Et, bien que cela puisse paraître anecdotique, il évoque un détail qui a toute son importance pour illustrer la marge de manœuvre dont bénéficie la capitale française en la matière : Londres compte, par exemple, bien plus de sites, blogs ou comptes Instagram spécifiquement dédiés à la pizza que Paris. “On est encore loin de ce qu’on peut voir là-bas”, dit-il. “Le pire, ou le meilleur, je ne sais pas, est encore à venir.”
Pizzas au pluriel
Reste que, saturation ou pas, ces dernières années, on a pu voir des cartes évoluer progressivement vers de nouveaux horizons et observer l’émergence de pizzerias d’un nouveau genre. Des pizzas frites à la napolitaine sont venues compléter les cartes de certaines pizzerias comme Il Posto, la pizzeria de Faggio a inclus la pizza “moitié-moitié” marseillaise (moitié anchois, moitié emmental) à son menu, Brooklyn Pizzeria a choisi de mettre à l’honneur la pizza dans un décor industriel rappelant les quartiers sud de New York.
Chez Bijou, le pizzaïolo – mais surtout “créateur de pizza” – Gennaro Nasti a envoyé le plat dans une nouvelle dimension gastronomique, l’Atelier Bizzo a opté pour la personnalisation de ses pizzas jusqu’au choix de la pâte (à la napolitaine ou à la romaine, plus fine et croustillante) alors que Pizzou a, de son côté, joué son va-tout sur des produits uniquement français.
En avril dernier, un rapport actait déjà ce petit tournant dans le monde de la pizza, suggérant que, pour se renouveler et durer, les pizzerias devaient se concentrer sur de nouveaux codes et de nouvelles identités. Un pivot stratégique qui passait par le recours à des produits locaux, bio ou équitables, par de nouvelles formes de pizzas (des pâtes plus ou moins fines, des temps de repos différents) et/ou par de nouvelles saveurs (de l’introduction de nouveaux ingrédients à des versions de pizzas sucrées, par exemple).

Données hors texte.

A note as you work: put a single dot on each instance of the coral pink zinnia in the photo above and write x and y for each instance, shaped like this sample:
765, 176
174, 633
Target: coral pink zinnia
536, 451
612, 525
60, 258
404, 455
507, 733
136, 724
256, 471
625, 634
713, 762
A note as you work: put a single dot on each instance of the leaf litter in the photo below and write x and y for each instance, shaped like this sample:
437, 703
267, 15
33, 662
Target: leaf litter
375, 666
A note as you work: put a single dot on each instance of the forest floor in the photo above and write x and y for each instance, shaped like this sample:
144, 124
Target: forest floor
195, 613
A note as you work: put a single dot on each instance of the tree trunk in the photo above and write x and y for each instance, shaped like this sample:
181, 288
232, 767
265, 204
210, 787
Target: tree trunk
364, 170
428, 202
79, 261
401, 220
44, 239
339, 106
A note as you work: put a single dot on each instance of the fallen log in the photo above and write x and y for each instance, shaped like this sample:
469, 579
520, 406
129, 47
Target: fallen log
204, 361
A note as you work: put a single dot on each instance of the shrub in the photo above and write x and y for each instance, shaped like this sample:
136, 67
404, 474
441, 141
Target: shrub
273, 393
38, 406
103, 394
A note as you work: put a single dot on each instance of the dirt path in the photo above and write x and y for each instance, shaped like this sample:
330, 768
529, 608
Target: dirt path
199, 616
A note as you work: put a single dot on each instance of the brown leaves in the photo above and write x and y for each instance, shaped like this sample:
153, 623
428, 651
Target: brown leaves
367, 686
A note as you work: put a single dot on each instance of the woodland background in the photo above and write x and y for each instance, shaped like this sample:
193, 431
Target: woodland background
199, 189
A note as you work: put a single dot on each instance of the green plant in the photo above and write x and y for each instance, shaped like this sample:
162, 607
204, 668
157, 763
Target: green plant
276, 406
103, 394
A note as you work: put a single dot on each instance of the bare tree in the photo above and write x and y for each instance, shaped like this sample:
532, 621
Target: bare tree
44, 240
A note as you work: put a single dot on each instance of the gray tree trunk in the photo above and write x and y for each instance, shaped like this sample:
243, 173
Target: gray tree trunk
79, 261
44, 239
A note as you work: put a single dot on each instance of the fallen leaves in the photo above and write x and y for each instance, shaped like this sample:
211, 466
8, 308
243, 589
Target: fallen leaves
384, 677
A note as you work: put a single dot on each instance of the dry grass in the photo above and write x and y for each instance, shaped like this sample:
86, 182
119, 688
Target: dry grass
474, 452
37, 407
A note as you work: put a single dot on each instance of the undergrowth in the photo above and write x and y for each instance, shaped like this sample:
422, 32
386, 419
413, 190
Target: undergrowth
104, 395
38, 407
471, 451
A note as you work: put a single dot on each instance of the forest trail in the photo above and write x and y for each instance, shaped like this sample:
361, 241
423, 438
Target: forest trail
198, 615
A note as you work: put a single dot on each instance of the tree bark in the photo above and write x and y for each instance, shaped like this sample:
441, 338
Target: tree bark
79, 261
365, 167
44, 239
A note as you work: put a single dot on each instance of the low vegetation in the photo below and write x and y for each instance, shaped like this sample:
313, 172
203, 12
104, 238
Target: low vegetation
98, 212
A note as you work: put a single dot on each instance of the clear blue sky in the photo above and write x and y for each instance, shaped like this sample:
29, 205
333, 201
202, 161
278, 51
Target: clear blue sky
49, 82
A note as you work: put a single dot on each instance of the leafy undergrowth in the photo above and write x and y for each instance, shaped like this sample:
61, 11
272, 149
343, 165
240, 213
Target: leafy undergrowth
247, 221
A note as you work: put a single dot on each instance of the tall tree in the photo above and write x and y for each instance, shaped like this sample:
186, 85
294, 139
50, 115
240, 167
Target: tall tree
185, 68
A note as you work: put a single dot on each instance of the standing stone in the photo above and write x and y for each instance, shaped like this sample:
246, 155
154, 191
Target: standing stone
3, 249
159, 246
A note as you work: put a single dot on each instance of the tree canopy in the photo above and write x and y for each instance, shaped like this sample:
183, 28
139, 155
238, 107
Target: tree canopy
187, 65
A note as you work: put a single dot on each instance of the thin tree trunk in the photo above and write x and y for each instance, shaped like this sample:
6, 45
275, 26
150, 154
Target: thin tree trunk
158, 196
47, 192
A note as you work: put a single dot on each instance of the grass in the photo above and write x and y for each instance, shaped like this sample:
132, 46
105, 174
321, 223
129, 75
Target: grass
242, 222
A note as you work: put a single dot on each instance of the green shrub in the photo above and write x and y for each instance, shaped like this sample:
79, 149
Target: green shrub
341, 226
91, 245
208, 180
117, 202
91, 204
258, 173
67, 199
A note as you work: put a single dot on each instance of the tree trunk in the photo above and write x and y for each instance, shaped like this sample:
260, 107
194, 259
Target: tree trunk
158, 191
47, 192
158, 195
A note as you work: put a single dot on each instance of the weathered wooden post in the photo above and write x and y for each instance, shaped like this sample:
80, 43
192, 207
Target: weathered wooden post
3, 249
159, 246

Un phénomène de diversification qui s’observe également dans d’autres villes du monde, y compris en Italie, et une course à l’innovation très bien résumée par le journaliste Franck Pinay-Rabaroust sur Slate :
“L’intensification de la concurrence à l’intérieur de ce segment a pour conséquence une agitation permanente des restaurateurs pour capter et surtout retenir une clientèle qui papillonne. […] On veut, par exemple, une expérience italienne et on veut qu’elle soit sans cesse renouvelée. On va vouloir tester une autre pizza et donc changer d’endroit à chaque fois. La clientèle est donc moins captive qu’avant. Et ce phénomène concurrentiel peut provoquer une bulle parce qu’il pousse à créer en permanence de nouveaux concepts : il faut faire mieux, il faut faire plus, tout le temps.”
Chez Ottanta, atelier artisanal de fabrication de fromages et laitages (mozzarella, burrata, ricotta…), qui fournit entre autres La Felicità, le vaisseau amiral du groupe Big Mamma, le phénomène est particulièrement palpable. “Les gens surfent sur l’engouement de la pizza napolitaine, c’est indéniable. On voit des pizzerias qui réfléchissent à de nouvelles bases, à de nouvelles formes de pizzas, qui déclinent la pizza de toutes les façons possible et imaginable”, explique Sara Lacomba.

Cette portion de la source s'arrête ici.